According to the Centers for Disease Control and Prevention, there is consensus among medical researchers that there is no safe level of lead exposure in young children. Numerous studies link elevated lead levels with aggression, destructive and delinquent behavior, attention deficit hyperactivity disorders, and criminal behavior. See, e.g., John Paul Wright et al., Association of Prenatal and Childhood Blood Lead Concentrations with Criminal Arrests in Early Adulthood, PLOS Medicine (May 2008). Several studies using radiographs have also demonstrated to hunters that the deer, elk or other game they shoot with lead ammo and feed their families is tainted with dangerous toxic lead fragments.
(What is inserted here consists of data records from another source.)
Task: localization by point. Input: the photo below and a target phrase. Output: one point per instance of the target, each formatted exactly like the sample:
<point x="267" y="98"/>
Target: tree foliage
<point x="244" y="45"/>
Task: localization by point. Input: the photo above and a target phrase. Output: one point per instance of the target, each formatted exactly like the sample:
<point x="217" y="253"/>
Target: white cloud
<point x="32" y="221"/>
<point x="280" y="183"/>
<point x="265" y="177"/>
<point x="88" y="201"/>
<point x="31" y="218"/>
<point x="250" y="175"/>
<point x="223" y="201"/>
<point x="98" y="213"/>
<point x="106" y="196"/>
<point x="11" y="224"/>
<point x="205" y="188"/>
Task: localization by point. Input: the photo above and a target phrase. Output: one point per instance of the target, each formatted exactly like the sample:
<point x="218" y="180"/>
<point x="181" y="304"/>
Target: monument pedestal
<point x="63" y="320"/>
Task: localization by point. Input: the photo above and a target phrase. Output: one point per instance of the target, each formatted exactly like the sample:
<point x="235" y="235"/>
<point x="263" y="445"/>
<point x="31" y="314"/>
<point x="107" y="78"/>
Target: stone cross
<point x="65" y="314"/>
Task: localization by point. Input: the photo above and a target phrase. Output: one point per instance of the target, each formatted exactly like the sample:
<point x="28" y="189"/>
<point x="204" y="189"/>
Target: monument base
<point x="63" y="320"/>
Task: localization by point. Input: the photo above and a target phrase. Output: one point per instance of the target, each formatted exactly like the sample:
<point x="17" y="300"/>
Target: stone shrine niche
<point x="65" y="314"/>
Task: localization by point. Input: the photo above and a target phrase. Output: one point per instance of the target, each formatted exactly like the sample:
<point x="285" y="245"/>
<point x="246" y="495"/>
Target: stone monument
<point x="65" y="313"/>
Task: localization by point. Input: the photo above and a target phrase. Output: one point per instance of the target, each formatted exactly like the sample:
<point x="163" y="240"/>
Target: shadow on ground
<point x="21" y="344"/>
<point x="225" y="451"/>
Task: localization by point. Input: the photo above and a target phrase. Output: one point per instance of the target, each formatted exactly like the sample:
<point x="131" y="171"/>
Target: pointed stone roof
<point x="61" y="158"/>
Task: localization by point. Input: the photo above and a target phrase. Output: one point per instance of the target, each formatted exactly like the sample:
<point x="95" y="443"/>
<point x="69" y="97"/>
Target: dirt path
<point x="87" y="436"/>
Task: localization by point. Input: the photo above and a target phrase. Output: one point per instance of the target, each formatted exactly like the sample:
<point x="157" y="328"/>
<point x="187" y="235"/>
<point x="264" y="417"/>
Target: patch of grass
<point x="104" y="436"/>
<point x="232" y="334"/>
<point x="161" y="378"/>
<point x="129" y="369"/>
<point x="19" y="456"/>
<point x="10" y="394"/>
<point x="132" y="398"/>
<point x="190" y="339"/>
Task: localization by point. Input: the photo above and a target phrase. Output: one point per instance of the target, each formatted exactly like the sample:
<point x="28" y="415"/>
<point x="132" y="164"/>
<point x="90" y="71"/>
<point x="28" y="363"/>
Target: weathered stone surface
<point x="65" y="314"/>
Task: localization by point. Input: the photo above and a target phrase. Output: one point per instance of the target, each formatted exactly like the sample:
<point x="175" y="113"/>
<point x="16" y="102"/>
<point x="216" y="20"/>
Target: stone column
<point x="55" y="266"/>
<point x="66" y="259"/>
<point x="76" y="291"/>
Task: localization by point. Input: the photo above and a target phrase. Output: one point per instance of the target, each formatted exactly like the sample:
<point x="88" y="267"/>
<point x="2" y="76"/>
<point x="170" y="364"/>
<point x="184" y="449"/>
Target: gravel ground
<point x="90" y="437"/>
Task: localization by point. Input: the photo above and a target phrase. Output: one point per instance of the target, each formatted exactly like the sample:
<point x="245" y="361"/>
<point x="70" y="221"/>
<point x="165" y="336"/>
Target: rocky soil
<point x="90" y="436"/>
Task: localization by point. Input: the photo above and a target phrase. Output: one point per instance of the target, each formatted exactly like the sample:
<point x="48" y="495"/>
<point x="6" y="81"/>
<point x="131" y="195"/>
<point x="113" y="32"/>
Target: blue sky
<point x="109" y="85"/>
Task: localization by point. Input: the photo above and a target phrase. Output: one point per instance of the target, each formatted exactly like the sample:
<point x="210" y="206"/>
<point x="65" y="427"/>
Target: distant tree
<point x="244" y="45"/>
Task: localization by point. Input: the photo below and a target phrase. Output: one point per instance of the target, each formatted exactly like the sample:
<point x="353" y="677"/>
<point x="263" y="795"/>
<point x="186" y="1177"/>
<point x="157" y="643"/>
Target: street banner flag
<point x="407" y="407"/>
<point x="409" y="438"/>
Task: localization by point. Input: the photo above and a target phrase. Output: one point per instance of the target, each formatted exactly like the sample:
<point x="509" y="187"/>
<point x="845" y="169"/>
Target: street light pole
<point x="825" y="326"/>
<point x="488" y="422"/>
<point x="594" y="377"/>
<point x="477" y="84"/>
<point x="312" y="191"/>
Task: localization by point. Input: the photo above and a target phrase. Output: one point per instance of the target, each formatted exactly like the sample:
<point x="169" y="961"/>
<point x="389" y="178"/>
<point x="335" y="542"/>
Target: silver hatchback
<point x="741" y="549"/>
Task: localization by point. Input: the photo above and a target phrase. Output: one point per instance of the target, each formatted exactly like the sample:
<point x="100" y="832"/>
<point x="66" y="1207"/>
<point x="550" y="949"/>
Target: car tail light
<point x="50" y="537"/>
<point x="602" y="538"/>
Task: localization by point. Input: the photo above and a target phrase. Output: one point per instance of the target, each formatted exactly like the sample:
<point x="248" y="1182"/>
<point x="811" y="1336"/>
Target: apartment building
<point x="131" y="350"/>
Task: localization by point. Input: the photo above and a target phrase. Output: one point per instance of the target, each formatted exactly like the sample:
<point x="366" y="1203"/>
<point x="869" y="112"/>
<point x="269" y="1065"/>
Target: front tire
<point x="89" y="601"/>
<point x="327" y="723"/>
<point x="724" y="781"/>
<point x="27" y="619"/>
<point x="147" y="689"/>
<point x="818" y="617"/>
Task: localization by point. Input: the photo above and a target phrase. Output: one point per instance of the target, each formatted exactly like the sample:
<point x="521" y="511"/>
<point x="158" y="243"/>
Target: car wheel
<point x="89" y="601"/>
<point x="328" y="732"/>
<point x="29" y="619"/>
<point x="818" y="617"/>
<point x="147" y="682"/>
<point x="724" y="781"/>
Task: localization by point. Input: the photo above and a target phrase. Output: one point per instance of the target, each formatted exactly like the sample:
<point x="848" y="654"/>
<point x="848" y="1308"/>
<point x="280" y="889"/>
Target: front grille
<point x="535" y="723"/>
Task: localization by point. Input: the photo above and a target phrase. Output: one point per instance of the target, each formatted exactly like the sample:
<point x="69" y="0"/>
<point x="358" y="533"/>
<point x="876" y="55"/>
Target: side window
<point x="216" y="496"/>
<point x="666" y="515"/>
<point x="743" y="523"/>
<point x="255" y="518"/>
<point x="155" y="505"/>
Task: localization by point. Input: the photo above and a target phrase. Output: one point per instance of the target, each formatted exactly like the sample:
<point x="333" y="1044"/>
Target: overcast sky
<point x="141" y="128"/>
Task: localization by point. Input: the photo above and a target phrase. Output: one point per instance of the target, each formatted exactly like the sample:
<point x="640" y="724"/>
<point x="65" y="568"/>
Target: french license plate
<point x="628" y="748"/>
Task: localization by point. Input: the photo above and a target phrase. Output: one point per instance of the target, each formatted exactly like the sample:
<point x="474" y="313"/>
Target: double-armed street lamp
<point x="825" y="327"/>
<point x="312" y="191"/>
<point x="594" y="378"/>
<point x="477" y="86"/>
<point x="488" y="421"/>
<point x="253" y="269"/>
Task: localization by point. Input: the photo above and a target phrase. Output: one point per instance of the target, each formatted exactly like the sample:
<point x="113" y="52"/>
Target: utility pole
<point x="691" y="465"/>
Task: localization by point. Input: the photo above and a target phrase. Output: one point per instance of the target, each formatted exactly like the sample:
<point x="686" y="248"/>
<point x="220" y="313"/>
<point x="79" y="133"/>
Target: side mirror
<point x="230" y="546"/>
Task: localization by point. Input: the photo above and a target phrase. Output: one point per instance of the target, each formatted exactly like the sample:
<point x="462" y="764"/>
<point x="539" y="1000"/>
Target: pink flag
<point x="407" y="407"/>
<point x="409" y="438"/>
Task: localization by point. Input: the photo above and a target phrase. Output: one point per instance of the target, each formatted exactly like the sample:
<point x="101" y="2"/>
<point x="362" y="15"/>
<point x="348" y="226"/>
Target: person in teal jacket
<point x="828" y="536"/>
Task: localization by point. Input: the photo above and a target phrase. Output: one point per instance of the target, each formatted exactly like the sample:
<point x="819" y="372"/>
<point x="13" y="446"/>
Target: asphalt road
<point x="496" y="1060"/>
States such as South Dakota, North Dakota, Minnesota, Colorado, Michigan and Indiana have all concluded that pregnant women and children should not eat venison harvested with lead bullets because of health dangers. This is also a real concern for many food bank programs that serve shot venison.
So how do we move forward so that we are not needlessly poisoning our wildlife or jeopardizing our own health, while allowing hunters and anglers to continue to hunt and fish?
Fortunately, we have a good model for change in California, where the strongly pro-hunting state wildlife commission and the state legislature in 2007 restricted the use of lead ammunition for all hunting activities in southern and central California out of concern over continued lead poisoning of endangered condors. Hunters in the areas with restrictions on lead ammunition have transitioned seamlessly to hunting with nontoxic bullets. There has been no decrease in game tags or hunting activity since the state requirements for non-lead hunting went into effect in 2008.
Nationally, the most logical initial step would be for the Environmental Protection Agency to compile all available information on the environmental and health impacts of lead ammunition and sinkers, as well as details on viable alternatives, into one comprehensive report that the public could comment upon and participate in. The EPA and U.S. Fish and Wildlife Service should then begin the process of phasing out lead under the Toxic Substances Control Act, Migratory Bird Treaty Act and other relevant existing laws.
What is not needed is for the NRA and NSSF to ask for or get waivers of long-standing environmental laws like they did during the recent Sportsmen’s Bill (S. 3525) debate in the 112th Congress. That legislation went down in flames precisely because the NRA balked at reasonable compromise language regarding lead ammunition.
The common sense answer to our current conundrum is to phase out toxic lead, adopt the readily available alternatives, and fully embrace life on Earth – from our children and our mothers to our many majestic forms of wildlife. It’s the right thing to do.